The Hopbine on Fair Street has been here since at least the 1830s and was previously known as the Hopbine and Barley Ear (an early sign for the pub, painted by Richard Hopkins Leach c.1843, is on display in the Museum of Cambridge). It stands opposite Willow Walk, down which the Willow Tree pub once stood, and alongside Salmon Lane, once home of the Salmon pub – perhaps the colour of the paintwork on the Hopbine is in memory of it, seasoned with a good handful of paprika. The Hopbine closed for a few months in 2011 when it was sold by Admiral Taverns, reopening as a freehouse in the hands of the landlords of the Portland Arms, who’ve since taken on a third pub, the Alex.
In the five and a half years since, not much has really changed – even the paintwork is still as vivid – apart from the beer selection which seems to keep getting better. The pint of Grain Brewery Weizen on keg was superb, the Bishop Nick ‘Ridley’s Rite’ pretty good, and although the Stod Fold Equinox on cask was a bit rough round the edges, not many Cambridge pubs have 6% ABV saisons on a Monday. This is surely the only pub in Cambridge that serves Löwenbräu on draught, which as always tasted fine to me, so presumably it gets some throughput. Also on, Crafty Beers Carpenter’s Cask and Mild Mannered.

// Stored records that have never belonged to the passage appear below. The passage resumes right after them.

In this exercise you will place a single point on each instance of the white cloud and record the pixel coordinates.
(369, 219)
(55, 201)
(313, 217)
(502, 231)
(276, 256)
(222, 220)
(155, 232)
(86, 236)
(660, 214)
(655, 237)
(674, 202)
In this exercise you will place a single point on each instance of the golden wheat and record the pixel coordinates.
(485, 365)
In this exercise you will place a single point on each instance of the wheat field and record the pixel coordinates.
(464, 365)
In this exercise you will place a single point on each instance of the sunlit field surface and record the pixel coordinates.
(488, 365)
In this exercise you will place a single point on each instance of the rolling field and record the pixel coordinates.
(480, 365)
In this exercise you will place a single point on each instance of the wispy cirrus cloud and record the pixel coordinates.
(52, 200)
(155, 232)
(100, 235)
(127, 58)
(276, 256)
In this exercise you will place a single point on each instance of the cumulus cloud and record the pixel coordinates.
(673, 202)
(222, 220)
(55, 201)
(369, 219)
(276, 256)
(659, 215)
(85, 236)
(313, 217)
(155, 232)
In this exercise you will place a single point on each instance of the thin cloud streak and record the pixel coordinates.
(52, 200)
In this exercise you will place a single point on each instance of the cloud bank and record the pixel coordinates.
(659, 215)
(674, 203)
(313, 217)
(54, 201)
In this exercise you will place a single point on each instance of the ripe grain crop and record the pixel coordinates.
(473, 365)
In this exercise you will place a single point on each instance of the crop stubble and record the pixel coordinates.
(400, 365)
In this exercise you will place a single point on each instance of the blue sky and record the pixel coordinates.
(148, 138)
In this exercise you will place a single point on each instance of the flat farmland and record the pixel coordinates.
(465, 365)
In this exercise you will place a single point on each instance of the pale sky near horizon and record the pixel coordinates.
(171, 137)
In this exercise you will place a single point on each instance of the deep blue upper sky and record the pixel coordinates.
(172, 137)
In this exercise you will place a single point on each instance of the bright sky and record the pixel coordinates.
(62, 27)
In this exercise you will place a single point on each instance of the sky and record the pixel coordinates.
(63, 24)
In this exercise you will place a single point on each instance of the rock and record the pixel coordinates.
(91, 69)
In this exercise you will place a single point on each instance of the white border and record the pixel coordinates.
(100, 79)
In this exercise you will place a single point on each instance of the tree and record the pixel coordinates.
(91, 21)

This visit was on a Monday, when the food menu has two for one on burgers – so we had 2 x veggie burger & chips for £8 – even Wetherspoon can’t match that.

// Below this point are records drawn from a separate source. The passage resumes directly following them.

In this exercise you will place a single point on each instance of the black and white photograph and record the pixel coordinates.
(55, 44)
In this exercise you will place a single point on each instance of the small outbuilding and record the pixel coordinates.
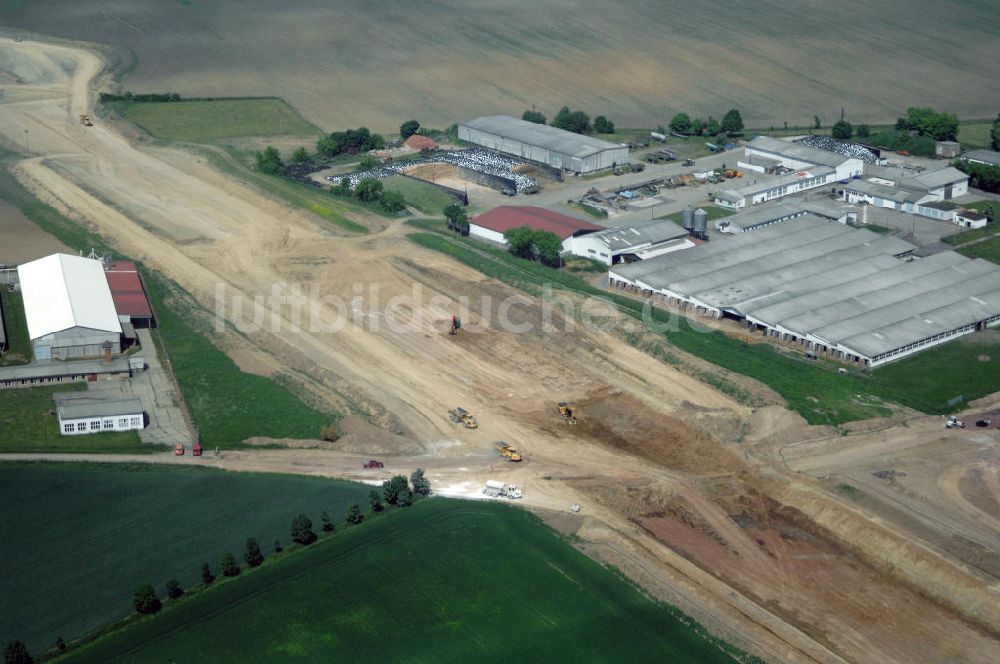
(490, 226)
(971, 219)
(83, 413)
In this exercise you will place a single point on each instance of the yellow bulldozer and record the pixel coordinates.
(508, 452)
(463, 417)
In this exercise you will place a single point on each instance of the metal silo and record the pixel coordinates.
(700, 223)
(687, 219)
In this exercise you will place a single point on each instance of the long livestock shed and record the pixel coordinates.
(540, 143)
(831, 288)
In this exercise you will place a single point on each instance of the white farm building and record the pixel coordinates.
(556, 148)
(82, 413)
(776, 168)
(68, 308)
(827, 287)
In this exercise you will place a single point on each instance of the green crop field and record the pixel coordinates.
(814, 390)
(18, 342)
(78, 538)
(442, 581)
(28, 424)
(227, 404)
(216, 120)
(425, 197)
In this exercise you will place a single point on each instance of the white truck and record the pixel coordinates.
(498, 489)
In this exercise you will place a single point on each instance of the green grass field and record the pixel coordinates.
(28, 424)
(227, 404)
(18, 342)
(442, 581)
(216, 120)
(320, 202)
(814, 390)
(425, 197)
(78, 538)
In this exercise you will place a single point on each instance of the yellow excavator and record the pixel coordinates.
(461, 416)
(510, 453)
(568, 411)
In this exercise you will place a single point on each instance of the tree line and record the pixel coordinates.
(577, 122)
(731, 124)
(396, 492)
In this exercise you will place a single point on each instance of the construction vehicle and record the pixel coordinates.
(498, 489)
(461, 416)
(510, 453)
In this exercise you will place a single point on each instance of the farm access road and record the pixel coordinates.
(651, 460)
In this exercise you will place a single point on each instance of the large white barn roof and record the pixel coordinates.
(62, 292)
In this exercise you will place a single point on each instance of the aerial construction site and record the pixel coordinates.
(874, 540)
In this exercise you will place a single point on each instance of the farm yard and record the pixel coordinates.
(480, 580)
(639, 59)
(78, 538)
(681, 459)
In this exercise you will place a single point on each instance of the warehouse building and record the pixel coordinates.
(780, 168)
(928, 194)
(69, 308)
(556, 148)
(767, 215)
(490, 226)
(626, 244)
(852, 294)
(82, 413)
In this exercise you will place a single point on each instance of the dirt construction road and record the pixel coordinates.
(664, 495)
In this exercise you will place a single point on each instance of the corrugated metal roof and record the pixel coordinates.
(984, 156)
(654, 232)
(81, 405)
(126, 290)
(63, 291)
(797, 151)
(949, 175)
(831, 282)
(505, 217)
(551, 138)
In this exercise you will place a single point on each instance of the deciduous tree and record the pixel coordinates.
(144, 599)
(534, 116)
(252, 553)
(842, 129)
(603, 126)
(302, 532)
(408, 128)
(421, 485)
(732, 122)
(228, 565)
(681, 123)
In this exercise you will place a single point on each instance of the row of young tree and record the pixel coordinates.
(577, 122)
(731, 124)
(396, 492)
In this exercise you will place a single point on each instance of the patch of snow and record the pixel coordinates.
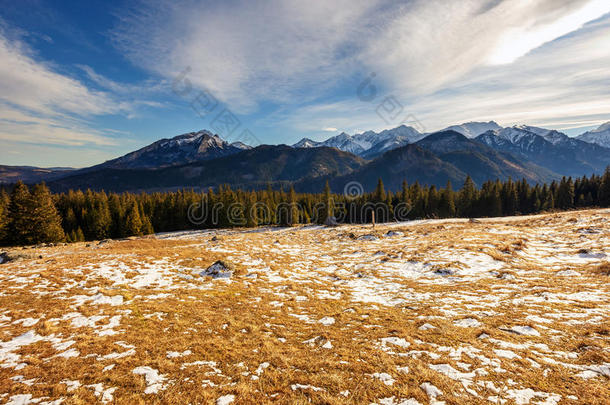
(154, 380)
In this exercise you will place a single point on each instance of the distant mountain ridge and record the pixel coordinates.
(599, 136)
(202, 159)
(186, 148)
(369, 144)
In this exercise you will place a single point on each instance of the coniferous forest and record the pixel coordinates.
(33, 215)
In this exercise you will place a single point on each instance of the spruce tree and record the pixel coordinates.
(446, 202)
(380, 195)
(328, 208)
(294, 208)
(20, 216)
(133, 221)
(4, 203)
(604, 190)
(466, 198)
(45, 218)
(251, 210)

The Hopbine generally has the best piped music of any Cambridge pub. There’s no longer a jukebox, but the mix tapes one of the bar staff puts together are always top notch – in his absence tonight we nevertheless enjoyed lesser-played Bob Marley (by which I mean nothing from ‘Legend’ in over an hour of listening).
Quite wonderfully, each year in a front garden a few doors down from the pub, hop bines still grow, perhaps remnants of the brewing industry that once existed in this area.